Studien von ED vermuten, dass die Prävalenz bei Männern mit diabetes reicht von 35-75% versus 26% in der Allgemeinen Bevölkerung.15 Das auftreten von ED tritt auch auf 10-15 Jahre früher, bei Männern mit diabetes als in der sex-matched Kollegen ohne diabetes. ED bei Diabetikern Häufig ergibt sich aus einer Kombination der Blutgefäße-Erkrankungen und Nervenschäden.

Adipositas:

Dies wiederum erlegt ein Risiko für ED als gut. 79% der Männer präsentiert erektilen Störungen haben BMI von 25 kg/m2 oder höher. BMI im Bereich 25-30 kg/m2 zugeordnet ist 1,5-mal und im Bereich von über 30 kg/m2 mit 3-mal höheres Risiko für eine sexuelle Dysfunktion. Das auftreten von ED bei Patienten mit Adipositas wird verursacht durch eine Reihe von Komplikationen, die charakteristisch für eine übermäßige Menge von Fettgewebe, e.g: Herz-Kreislauf-Erkrankungen, diabetes oder Dyslipidämie. durch die Entwicklung von chronischen Krankheiten von diabetes, Herzkrankheiten und Bluthochdruck. ED und Bluthochdruck gehen oft hand in hand. Männer mit ED sind etwa 38% eher zu hohen Blutdruck haben als solche ohne ED, laut einer Studie, die untersucht die medizinischen Aufzeichnungen von mehr als 1,9 Millionen Menschen. Es ist sehr üblich, um zu sehen, eine Kombination von psychischen und physischen Ursachen, sondern rein psychische Ursachen werden gesehen in weniger als 1 in 10 (10%) der betroffenen Patienten. ED kann verursacht werden durch stress, depression, Angst, Beziehungsproblemen, Schüchternheit, Schuldgefühle und andere psychische Probleme. Wenn ein Mann hat Schwierigkeiten, eine Erektion zu bekommen, unabhängig von der Ursache, wird er erleben oft Leistungsdruck. Dies kann dazu führen, ein Gefühl der Unzulänglichkeit und ein Gefühl des Verlustes der Männlichkeit (sogenannte performance-Angst). Diese sind alle gängigen Emotionen für Männer mit ED.

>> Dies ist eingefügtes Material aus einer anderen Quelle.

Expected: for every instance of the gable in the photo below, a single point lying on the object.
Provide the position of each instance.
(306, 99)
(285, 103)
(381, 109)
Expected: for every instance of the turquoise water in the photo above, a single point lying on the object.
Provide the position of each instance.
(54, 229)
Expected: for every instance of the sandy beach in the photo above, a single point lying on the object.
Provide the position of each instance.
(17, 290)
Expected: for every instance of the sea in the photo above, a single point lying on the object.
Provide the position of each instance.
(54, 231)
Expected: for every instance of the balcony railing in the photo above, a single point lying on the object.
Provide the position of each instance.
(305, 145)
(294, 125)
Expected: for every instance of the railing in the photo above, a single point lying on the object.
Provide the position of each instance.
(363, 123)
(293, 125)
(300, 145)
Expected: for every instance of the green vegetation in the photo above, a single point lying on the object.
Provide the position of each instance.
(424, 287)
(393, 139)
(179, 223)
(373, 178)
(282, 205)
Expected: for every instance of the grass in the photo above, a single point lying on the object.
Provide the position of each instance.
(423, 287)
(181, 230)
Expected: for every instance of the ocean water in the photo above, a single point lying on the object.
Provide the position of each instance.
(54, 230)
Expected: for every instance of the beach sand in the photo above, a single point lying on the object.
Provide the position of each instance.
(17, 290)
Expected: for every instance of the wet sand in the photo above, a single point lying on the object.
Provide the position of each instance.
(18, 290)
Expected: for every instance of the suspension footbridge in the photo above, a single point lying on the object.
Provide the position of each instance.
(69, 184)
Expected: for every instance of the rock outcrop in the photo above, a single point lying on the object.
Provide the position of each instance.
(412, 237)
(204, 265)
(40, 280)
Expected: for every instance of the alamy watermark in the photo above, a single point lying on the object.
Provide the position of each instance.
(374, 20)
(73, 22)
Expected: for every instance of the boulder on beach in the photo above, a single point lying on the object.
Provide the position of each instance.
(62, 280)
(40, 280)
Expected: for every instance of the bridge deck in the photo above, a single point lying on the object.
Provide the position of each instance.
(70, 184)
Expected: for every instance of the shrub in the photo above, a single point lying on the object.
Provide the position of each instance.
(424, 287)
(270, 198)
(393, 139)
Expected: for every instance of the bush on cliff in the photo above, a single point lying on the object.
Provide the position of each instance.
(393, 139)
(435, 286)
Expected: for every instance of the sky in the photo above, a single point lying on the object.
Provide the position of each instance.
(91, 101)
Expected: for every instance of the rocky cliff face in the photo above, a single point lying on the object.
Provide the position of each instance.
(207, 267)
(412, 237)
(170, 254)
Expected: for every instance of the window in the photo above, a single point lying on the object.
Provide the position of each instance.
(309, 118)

In Bezug auf die Genetik, es ist faszinierend, wenn auch sehr vorläufige Hinweise, dass Vererbung bestimmter Gene kann ein Mann mehr anfällig für ED. Um genauer zu sein, haben die Wissenschaftler verknüpften natürlichen Variationen in der DNA-Sequenz einiger Gene, die mit einem höheren Risiko der Entwicklung von ED. Die erhobenen Daten sind nicht ausreichend, um Zustand, wie eine Forderung. Erektile Dysfunktion hat viele Ursachen, die eine komplexe Beziehung zwischen neurologischen, vaskulären, hormonellen und psychischen Komponenten. Bestimmte Erkrankungen, die zu Erektionsstörungen führen, sind erblich. Jedoch, Dinge wie Verletzungen, Medikamente und stress können nicht durchgeführt werden, innerhalb von Genen. Also, nicht die Schuld Ihrer Eltern, wenn Sie Probleme im Bett. Es ist noch sehr, sehr viel gelernt darüber, wie Gene beeinflussen das Risiko der erektilen Dysfunktion. Außerdem werden die Gene sind nicht Schicksal. Die Wissenschaft ist sehr klar: eine gesunde Ernährung, Bewegung und die Vermeidung von schlechten Gewohnheiten wie Rauchen kann niedriger das Risiko der erektilen Dysfunktion und anderen Erkrankungen.